If the phyllo pastry is frozen, you will need to slightly defrost it, but keep a clean dry cloth over it as you work to keep it from drying out.
Taking one sheet of fillo at a time, brush the melted butter very thinly all over the top of the pastry.
Lay in the baking tray, if it is too wide or long, hang it over the sides for now.
Repeat with the fillo until there are five sheets of pastry in the tray.
Spread half the walnut filling evenly over the pastry.
Add three more sheets of filo pastry, brushing each layer with melted butter before adding to the tray.
Spread the remainder of the walnut mixture over the pastry.
If there is any excess pastry up the sides of the tray or hanging over outside the tray then fold them in over the walnut filling.
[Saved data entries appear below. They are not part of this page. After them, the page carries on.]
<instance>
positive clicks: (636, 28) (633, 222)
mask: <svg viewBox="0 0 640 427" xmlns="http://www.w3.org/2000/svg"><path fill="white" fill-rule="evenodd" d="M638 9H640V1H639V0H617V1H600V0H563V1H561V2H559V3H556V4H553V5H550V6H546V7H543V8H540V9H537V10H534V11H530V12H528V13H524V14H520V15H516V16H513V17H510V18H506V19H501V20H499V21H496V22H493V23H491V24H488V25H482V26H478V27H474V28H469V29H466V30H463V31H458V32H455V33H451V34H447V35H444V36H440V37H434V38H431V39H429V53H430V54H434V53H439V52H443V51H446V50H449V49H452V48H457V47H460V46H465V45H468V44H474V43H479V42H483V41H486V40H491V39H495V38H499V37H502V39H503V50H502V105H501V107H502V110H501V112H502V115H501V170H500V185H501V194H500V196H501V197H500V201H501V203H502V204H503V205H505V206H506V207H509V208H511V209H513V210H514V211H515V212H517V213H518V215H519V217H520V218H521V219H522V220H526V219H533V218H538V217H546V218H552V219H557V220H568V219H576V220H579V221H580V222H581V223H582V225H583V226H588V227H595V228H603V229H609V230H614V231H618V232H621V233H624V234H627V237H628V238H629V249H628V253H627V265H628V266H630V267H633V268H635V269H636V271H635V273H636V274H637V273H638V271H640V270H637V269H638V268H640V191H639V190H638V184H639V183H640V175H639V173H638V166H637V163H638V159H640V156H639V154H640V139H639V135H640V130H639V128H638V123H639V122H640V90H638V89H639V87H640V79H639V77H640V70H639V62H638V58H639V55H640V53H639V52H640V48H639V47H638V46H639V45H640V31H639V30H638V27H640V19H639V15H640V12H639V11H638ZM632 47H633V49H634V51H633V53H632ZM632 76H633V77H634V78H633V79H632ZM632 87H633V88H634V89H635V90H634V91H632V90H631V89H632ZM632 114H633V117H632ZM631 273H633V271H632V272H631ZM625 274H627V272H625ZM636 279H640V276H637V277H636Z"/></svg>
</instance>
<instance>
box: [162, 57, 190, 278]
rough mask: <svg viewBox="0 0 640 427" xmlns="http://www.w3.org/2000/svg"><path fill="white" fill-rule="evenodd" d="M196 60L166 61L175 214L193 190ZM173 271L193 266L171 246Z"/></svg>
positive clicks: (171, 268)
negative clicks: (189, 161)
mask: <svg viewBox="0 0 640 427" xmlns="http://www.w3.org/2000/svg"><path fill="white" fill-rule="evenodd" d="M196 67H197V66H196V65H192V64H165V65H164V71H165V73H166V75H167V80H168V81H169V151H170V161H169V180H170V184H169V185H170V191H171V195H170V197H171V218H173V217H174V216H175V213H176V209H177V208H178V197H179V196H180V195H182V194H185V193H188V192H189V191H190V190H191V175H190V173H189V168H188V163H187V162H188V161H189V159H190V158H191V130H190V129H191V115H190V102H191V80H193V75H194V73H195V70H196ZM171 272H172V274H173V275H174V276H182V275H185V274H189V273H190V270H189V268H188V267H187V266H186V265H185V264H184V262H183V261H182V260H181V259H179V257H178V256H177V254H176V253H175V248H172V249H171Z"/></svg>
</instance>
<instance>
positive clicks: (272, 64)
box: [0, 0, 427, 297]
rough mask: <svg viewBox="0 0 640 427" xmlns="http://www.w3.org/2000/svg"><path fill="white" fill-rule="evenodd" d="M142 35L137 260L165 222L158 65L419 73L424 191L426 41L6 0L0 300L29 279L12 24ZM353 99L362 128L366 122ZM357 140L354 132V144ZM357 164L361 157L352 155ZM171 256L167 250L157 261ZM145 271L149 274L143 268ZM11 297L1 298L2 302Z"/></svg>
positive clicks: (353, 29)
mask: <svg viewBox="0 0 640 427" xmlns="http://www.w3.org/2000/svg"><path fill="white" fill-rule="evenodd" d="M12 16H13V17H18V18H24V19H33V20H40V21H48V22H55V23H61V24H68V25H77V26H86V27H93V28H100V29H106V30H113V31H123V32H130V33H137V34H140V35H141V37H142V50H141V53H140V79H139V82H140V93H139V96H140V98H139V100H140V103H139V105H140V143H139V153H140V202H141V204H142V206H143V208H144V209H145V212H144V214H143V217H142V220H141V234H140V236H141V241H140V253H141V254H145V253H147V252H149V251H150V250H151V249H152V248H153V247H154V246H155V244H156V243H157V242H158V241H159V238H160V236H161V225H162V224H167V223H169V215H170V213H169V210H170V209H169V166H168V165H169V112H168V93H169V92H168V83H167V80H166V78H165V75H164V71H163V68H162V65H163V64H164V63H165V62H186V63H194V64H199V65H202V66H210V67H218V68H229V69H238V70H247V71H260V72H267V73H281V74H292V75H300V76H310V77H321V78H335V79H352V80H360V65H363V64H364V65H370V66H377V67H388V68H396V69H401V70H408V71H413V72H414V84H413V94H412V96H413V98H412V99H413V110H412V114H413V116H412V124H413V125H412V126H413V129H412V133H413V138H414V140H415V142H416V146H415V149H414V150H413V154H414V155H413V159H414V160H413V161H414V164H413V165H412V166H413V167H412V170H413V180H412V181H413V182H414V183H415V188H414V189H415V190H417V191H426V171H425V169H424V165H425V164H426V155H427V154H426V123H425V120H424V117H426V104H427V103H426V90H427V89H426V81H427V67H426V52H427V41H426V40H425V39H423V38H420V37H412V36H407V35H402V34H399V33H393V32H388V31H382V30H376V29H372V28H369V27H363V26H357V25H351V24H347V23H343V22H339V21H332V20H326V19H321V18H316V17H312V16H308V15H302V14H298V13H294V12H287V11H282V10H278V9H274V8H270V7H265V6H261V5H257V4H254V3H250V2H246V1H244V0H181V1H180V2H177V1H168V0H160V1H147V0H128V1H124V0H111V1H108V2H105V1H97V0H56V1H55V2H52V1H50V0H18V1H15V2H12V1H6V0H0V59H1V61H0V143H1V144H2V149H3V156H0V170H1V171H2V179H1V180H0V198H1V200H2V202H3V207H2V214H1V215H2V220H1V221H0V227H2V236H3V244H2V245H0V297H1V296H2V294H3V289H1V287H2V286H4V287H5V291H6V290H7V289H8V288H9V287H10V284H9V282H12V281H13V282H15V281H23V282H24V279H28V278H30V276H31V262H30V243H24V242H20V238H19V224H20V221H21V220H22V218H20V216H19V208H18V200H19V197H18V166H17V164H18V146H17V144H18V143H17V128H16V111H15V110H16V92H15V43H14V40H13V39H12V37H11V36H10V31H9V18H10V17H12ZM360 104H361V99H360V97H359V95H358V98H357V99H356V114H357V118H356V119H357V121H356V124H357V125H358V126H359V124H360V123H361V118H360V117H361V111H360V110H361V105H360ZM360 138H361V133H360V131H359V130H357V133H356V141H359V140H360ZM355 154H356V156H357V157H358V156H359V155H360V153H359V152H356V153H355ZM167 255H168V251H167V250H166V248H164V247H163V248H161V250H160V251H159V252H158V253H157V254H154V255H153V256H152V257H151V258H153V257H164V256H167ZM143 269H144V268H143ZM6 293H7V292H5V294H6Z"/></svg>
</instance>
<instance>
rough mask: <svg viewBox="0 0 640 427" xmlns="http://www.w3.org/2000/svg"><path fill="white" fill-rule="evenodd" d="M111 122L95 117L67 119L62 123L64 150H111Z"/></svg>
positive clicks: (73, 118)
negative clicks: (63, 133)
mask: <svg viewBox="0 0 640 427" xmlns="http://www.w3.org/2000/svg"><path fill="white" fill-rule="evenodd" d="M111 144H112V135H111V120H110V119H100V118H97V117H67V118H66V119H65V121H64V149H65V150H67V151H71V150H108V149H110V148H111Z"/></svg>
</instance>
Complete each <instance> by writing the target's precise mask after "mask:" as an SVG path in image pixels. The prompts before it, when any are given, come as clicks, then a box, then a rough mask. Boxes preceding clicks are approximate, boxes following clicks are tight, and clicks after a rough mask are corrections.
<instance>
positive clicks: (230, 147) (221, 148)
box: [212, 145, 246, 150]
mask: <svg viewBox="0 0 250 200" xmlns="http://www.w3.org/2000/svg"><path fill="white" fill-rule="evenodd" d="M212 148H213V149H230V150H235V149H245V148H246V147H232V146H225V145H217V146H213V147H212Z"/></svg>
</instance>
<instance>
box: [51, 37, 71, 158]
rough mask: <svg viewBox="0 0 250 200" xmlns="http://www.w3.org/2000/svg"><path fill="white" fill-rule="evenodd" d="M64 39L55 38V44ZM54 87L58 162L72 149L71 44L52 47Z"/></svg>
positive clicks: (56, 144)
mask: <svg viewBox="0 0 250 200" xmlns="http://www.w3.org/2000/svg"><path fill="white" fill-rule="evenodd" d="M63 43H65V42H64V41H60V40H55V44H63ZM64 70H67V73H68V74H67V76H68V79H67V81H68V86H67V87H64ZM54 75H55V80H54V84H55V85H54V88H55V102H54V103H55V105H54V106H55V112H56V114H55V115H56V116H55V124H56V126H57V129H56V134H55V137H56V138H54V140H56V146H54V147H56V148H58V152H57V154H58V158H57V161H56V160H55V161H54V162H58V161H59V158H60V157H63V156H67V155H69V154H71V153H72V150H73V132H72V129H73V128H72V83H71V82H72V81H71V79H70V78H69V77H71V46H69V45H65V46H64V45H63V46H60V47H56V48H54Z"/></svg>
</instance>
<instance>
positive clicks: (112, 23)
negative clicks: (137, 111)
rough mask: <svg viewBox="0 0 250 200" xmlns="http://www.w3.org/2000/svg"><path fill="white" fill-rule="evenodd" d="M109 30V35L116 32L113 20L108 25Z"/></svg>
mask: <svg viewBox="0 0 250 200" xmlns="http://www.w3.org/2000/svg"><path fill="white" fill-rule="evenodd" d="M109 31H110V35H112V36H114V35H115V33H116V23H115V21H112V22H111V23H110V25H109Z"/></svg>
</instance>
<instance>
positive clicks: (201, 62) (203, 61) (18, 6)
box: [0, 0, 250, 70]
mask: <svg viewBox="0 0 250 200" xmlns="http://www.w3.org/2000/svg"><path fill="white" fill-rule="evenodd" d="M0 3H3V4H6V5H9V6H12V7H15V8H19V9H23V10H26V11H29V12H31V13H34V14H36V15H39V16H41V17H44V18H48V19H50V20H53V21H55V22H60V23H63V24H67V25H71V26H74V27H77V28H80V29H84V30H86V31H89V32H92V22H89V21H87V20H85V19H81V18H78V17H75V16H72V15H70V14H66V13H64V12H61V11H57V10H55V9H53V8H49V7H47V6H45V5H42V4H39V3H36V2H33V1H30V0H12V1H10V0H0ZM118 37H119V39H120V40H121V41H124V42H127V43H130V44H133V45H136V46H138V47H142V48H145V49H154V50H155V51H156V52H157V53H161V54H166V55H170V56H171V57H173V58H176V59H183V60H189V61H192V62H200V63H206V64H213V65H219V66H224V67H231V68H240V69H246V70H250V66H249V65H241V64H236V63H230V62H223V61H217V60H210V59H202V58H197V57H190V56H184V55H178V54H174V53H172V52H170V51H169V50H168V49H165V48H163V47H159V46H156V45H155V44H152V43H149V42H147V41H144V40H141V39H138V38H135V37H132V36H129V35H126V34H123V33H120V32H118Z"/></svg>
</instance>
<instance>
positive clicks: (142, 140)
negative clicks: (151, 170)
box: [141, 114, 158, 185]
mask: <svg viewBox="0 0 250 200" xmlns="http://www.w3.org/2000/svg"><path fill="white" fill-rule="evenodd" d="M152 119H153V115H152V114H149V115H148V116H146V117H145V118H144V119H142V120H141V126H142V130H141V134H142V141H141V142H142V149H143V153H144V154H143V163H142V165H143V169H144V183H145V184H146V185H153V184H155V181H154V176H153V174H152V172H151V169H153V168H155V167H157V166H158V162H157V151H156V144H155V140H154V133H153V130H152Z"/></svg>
If the pastry is a lot larger than the tray, cut the sheets of pastry down to just a tiny bit wider and longer than the tray as it will shrink when you bake it. Step 5: Finish by adding about 8 or 10 more sheets of fillo on top, buttering each sheet every time. If the pastry sheets are a bit too big, just fold them back over themselves each time.
With a sharp knife, carefully cut small diamond or square shapes, only cutting through the top few layers. This will make it much easier to slice once cooked.
Take a cup of cold water and using your fingers or a small brush, sprinkle a little water over the top of the baklava. This will help prevent the cut pastry from curling up whilst cooking.
Place the baking tray in a preheated oven, 180 C, for 30 to 45 minutes, until golden. I suggest that you start checking on it after 25 minutes as you dont won’t your phyllo to burn.
In the meanwhile, boil all the syrup ingredients except the honey / other syrup in a saucepan for about 5 minutes.
Add the honey/ syrup and simmer for another 5 minutes until thickened slightly.
Remove the cinnamon sticks.
When the baklava is ready, remove from the oven and whilst still hot, pour the syrup all over the top of the pastry whilst still in the baking tray.
Cut the slices through to the bottom.
Leave to cool completely in the tray, soaking in the aromatic syrup.
Remove the slices one at a time from the tray.
Baklava will keep for 2-3 days, at room temperature.
Use an other combination of nuts to change the flavour of your Baklava a mixture of walnuts and pistachios is a great alternative.